ICS 269, Winter 1999: Theory Seminar
12 February 1999:
A Survey of Rollback-Recovery Protocols in Message-Passing Systems
by: E.N. Elnozahy, D.B. Johnson, Y.M. Wang
Thuan Do, ICS, UC Irvine
Abstract: The problem of rollback-recovery in message-passing
systems has undergone extensive study. In this survey, we review
rollback-recovery techniques that do not require special language
constructs, and classify them into two primary categories.
Checkpoint-based rollback-recovery relies solely on checkpointed
states for system state restoration. Depending on when checkpoints
are taken, existing approaches can be divided into uncoordinated
checkpointing, coordinated checkpointed and communication-induced
checkpointing. Log-based rollback-recovery uses checkpointing and
message logging. There are three different log-based approaches,
namely, pessimistic logging, optimistic logging and causal logging.

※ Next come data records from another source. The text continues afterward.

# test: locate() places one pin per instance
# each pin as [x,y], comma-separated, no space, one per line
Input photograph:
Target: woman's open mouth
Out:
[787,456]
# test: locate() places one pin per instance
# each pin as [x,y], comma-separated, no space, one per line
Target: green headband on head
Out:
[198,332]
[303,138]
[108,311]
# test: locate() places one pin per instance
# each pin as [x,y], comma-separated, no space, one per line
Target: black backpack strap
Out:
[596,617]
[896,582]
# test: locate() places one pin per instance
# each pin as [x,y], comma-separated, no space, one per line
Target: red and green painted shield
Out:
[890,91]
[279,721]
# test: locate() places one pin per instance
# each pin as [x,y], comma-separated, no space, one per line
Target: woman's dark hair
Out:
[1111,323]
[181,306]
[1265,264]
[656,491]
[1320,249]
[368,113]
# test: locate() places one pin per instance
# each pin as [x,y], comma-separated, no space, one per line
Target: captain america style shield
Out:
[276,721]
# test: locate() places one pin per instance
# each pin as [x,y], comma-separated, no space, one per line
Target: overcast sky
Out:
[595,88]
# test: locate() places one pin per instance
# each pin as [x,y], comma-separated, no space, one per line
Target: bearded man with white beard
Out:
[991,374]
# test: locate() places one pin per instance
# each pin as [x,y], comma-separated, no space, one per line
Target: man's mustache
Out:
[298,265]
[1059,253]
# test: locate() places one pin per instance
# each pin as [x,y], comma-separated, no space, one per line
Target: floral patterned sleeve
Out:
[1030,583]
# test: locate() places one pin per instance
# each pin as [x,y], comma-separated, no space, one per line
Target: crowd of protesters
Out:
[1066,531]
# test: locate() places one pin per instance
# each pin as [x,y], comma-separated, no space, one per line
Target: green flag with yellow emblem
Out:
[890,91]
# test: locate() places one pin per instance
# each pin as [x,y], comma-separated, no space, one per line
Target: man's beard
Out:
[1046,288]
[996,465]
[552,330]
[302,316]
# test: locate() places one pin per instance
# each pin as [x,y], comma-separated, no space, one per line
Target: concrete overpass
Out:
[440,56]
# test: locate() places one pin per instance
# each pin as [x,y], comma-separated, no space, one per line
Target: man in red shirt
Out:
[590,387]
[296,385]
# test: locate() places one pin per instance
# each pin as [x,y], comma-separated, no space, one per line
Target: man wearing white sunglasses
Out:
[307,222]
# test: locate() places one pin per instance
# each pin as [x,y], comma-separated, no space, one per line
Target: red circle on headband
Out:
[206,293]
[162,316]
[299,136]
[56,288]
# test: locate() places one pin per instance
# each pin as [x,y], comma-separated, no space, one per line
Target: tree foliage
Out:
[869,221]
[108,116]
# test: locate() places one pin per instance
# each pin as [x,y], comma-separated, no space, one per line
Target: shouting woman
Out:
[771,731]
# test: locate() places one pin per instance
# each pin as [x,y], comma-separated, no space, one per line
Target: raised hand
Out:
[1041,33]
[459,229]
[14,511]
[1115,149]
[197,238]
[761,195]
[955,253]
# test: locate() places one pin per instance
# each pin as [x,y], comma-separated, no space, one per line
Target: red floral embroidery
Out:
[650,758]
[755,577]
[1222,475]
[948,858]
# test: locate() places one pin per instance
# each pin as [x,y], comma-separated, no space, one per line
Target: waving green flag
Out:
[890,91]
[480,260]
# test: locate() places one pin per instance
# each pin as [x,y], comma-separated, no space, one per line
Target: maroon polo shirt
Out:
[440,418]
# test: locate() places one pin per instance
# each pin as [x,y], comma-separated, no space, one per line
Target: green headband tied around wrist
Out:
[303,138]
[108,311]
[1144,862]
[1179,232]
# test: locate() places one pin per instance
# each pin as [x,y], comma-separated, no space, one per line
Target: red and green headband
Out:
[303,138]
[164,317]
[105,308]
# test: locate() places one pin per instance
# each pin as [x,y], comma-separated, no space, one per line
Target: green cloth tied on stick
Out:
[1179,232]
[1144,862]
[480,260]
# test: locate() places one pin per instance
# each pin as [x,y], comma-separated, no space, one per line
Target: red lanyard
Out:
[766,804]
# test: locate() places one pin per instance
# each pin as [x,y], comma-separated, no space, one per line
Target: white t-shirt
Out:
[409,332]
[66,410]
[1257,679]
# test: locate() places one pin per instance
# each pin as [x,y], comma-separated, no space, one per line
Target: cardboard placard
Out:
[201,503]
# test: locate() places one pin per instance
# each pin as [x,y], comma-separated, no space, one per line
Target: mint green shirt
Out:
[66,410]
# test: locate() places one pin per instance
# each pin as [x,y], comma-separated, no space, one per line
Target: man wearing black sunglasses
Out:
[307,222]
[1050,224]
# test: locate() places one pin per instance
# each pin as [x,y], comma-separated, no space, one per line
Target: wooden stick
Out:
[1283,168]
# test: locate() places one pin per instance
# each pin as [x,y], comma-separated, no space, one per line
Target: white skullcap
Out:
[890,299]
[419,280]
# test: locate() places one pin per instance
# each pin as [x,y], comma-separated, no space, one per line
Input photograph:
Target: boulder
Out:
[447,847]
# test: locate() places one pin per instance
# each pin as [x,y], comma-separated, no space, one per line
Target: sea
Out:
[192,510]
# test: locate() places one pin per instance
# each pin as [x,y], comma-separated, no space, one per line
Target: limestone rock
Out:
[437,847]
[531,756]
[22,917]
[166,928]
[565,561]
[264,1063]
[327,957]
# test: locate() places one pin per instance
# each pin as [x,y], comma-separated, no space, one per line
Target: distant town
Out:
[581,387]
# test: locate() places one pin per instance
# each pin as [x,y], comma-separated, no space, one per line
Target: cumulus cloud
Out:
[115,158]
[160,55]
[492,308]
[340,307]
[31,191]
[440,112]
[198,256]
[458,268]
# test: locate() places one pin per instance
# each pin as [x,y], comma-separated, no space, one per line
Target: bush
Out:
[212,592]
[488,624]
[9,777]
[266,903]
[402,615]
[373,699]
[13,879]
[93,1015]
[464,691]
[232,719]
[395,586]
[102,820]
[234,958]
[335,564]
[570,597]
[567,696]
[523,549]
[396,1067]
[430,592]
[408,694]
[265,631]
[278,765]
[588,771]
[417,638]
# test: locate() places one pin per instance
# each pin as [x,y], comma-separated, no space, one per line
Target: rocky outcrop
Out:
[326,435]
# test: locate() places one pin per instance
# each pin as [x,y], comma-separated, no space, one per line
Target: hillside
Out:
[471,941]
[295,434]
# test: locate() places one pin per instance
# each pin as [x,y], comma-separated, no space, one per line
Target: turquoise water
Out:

We identify a set of desirable properties of rollback-recovery
protocols, and compare different approaches with respect to these
properties. Log-based rollback-recovery protocols generally rely on
the assumption of piecewise determinism and pay additional overhead
to allow faster output commits and more localized recovery. We
present research issues under each approach, and review existing
solutions to address them. We also present implementation issues of
checkpointing and message logging.